Research Knowledge Graph: Papers, Authors, Topics, Citations
Academic research is inherently graph-shaped. A paper has authors. Authors belong to institutions. Papers cite other papers. Papers cover topics. Topics overlap. A flat document store loses all of that structure.
This tutorial builds a scholarly knowledge graph that enables citation traversal, co-author discovery, topical clustering, and semantic retrieval.
Graph shape
| Label | What it represents |
|---|---|
PAPER | A research paper with title, abstract, year, DOI |
AUTHOR | A researcher or collaborator |
INSTITUTION | University, lab, or company |
TOPIC | A subject area or keyword cluster |
Step 1: Ingest papers and authors
- Python
- TypeScript
- shell
from rushdb import RushDB
import os
db = RushDB(os.environ["RUSHDB_API_KEY"], base_url="https://api.rushdb.com/api/v1")
db.records.import_json({
"label": "PAPER",
"data": [
{
"doi": "10.1000/xyz001",
"title": "Graph Databases for Scientific Knowledge Representation",
"abstract": "This paper surveys the use of graph databases in representing and querying scientific knowledge.",
"year": 2023, "venue": "VLDB", "citationCount": 47
},
{
"doi": "10.1000/xyz002",
"title": "Neural Retrieval Augmentation with Knowledge Graphs",
"abstract": "We propose a retrieval augmentation framework combining dense vector search with graph traversal.",
"year": 2024, "venue": "NeurIPS", "citationCount": 112
},
{
"doi": "10.1000/xyz003",
"title": "Scalable Graph Construction from Unstructured Text",
"abstract": "A pipeline for extracting entities and relationships from scientific text.",
"year": 2024, "venue": "ACL", "citationCount": 29
}
]
})
db.records.import_json({
"label": "AUTHOR",
"data": [
{"name": "Dr. Yuki Tanaka", "email": "y.tanaka@uni.edu", "hIndex": 18},
{"name": "Prof. Lena Müller", "email": "l.muller@institute.de", "hIndex": 34},
{"name": "Dr. Carlos Reyes", "email": "c.reyes@lab.com", "hIndex": 12}
]
})
db.records.import_json({
"label": "TOPIC",
"data": [
{"name": "graph databases", "category": "systems"},
{"name": "knowledge representation", "category": "ai"},
{"name": "retrieval augmented generation", "category": "nlp"},
{"name": "information extraction", "category": "nlp"}
]
})
import RushDB from '@rushdb/javascript-sdk'
const db = new RushDB(process.env.RUSHDB_API_KEY!)

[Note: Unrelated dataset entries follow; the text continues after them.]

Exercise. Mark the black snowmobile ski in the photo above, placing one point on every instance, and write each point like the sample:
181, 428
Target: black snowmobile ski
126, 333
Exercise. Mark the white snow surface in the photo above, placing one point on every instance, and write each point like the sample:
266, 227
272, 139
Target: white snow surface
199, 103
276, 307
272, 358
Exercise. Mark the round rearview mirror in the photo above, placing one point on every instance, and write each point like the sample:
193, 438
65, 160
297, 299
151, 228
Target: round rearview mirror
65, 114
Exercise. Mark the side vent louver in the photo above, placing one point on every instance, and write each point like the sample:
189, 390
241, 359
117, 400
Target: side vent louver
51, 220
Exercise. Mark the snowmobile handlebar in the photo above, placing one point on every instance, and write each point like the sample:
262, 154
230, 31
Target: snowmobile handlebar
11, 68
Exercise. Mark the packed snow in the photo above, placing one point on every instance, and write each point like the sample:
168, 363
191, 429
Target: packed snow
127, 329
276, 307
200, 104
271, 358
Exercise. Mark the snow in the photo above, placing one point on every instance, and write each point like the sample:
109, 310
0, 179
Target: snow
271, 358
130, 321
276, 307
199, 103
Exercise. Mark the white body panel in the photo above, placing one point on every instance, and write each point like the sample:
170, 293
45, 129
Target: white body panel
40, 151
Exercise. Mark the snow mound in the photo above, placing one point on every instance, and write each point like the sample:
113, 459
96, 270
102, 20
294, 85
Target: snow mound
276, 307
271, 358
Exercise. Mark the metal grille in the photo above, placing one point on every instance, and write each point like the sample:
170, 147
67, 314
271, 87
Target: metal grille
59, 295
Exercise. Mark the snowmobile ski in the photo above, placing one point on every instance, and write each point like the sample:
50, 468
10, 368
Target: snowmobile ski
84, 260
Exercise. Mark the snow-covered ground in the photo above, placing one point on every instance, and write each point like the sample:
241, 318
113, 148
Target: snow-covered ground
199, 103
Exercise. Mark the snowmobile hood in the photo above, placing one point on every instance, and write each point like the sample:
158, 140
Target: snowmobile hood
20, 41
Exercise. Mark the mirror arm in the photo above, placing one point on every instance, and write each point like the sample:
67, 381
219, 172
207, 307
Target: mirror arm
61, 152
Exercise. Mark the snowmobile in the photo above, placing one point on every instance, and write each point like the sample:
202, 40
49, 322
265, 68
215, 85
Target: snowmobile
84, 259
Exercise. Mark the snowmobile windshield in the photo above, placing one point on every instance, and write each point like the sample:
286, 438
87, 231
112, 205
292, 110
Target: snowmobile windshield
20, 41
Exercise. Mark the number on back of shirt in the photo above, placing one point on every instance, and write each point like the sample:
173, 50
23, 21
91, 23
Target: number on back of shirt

await db.records.importJson({
label: 'PAPER',
data: [
{
doi: '10.1000/xyz001',
title: 'Graph Databases for Scientific Knowledge Representation',
abstract: 'This paper surveys the use of graph databases in representing and querying scientific knowledge, including citation networks, ontologies, and experimental results.',
year: 2023,
venue: 'VLDB',
citationCount: 47
},
{
doi: '10.1000/xyz002',
title: 'Neural Retrieval Augmentation with Knowledge Graphs',
abstract: 'We propose a retrieval augmentation framework that combines dense vector search with structured graph traversal to improve factual precision in language model outputs.',
year: 2024,
venue: 'NeurIPS',
citationCount: 112
},
{
doi: '10.1000/xyz003',
title: 'Scalable Graph Construction from Unstructured Text',
abstract: 'A pipeline for extracting entities and relationships from scientific text and constructing queryable knowledge graphs at scale.',
year: 2024,
venue: 'ACL',
citationCount: 29
}
]
})
await db.records.importJson({
label: 'AUTHOR',
data: [
{ name: 'Dr. Yuki Tanaka', email: 'y.tanaka@uni.edu', hIndex: 18 },
{ name: 'Prof. Lena Müller', email: 'l.muller@institute.de', hIndex: 34 },
{ name: 'Dr. Carlos Reyes', email: 'c.reyes@lab.com', hIndex: 12 }
]
})
await db.records.importJson({
label: 'TOPIC',
data: [
{ name: 'graph databases', category: 'systems' },
{ name: 'knowledge representation', category: 'ai' },
{ name: 'retrieval augmented generation', category: 'nlp' },
{ name: 'information extraction', category: 'nlp' }
]
})
BASE="https://api.rushdb.com/api/v1"
TOKEN="RUSHDB_API_KEY"
H='Content-Type: application/json'
curl -s -X POST "$BASE/records/import/json" \
-H "$H" -H "Authorization: Bearer $TOKEN" \
-d '{"label":"PAPER","data":[{"doi":"10.1000/xyz001","title":"Graph Databases for Scientific Knowledge Representation","year":2023,"venue":"VLDB","citationCount":47},{"doi":"10.1000/xyz002","title":"Neural Retrieval Augmentation with Knowledge Graphs","year":2024,"venue":"NeurIPS","citationCount":112}]}'
Step 2: Build the relationship graph
- Python
- TypeScript
- shell
papers = db.records.find({"labels": ["PAPER"]})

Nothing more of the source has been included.